I don't doubt that many of the people being interviewed during the early portion of the drama are really Afghan contacts on the ground, either. The scene involving the commanders of the Northern Alliance has some digitally obscured faces, and looking in the cast credits at the end reveals that some of them are actually playing themselves ... so, fact and fiction seem to be coalescing in September Tapes. But the makers quite clearly want to have their cake and eat it too, and what could have been a good, constructive examination of America's disastrous foreign policies in the region is unfortunately allowed to devolve into a sub-par, one-man-army action-fest that becomes as lowly as one of those ten-a-penny Rambo-riffs from the mid-eighties. Though video-gamers may find a nice nod to first-person shoot-'em-ups come the bizarre finale. Even a painfully poignant footnote that brings a kind of sense to all this carnage seems a little ill-at-ease. The makers actually appear to have used some very authentic motives to enact their own little knee-jerk response to the war on terror, and whilst Larson's death-or-glory approach to payback is something I totally applaud - if someone murdered one of my loved ones, be they car-jacker, terrorist or the Devil, himself, nothing in Heaven or Hell would stop me from destroying them - it sits very uncomfortably in the form of a documentary. However, when viewed as the grassroots anger of a nation living in fear, September Tapes seems not only boundlessly heroic, but also strangely heart-warming.
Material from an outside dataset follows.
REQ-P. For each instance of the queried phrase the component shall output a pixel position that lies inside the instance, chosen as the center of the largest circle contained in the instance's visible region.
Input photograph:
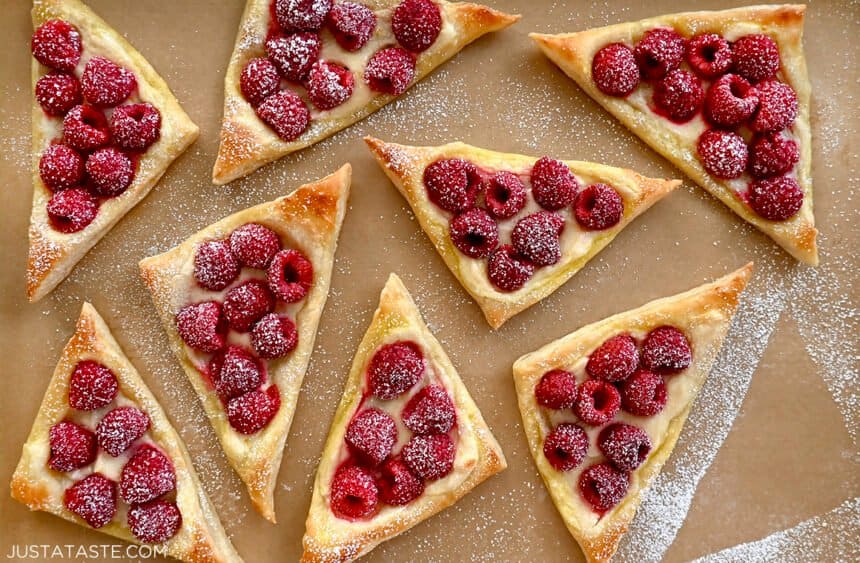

I'm actually very tempted to recommend this film, if only to hear somebody else's reaction to it. The climax is staggering in many ways and, having watched it twice now, I still can't make my mind up whether it is totally bonkers and absurd, or actually quite ingenious. The writers and producers - some of them being the cast, as well - have undoubtedly made a bold statement with September Tapes, but its semi-documentary tone, albeit intelligently achieved, is also its downfall. Still, as it stands, this is much, much better than the likes of The Blair Witch Project, which was just “You've Been Framed” with the laughter track removed.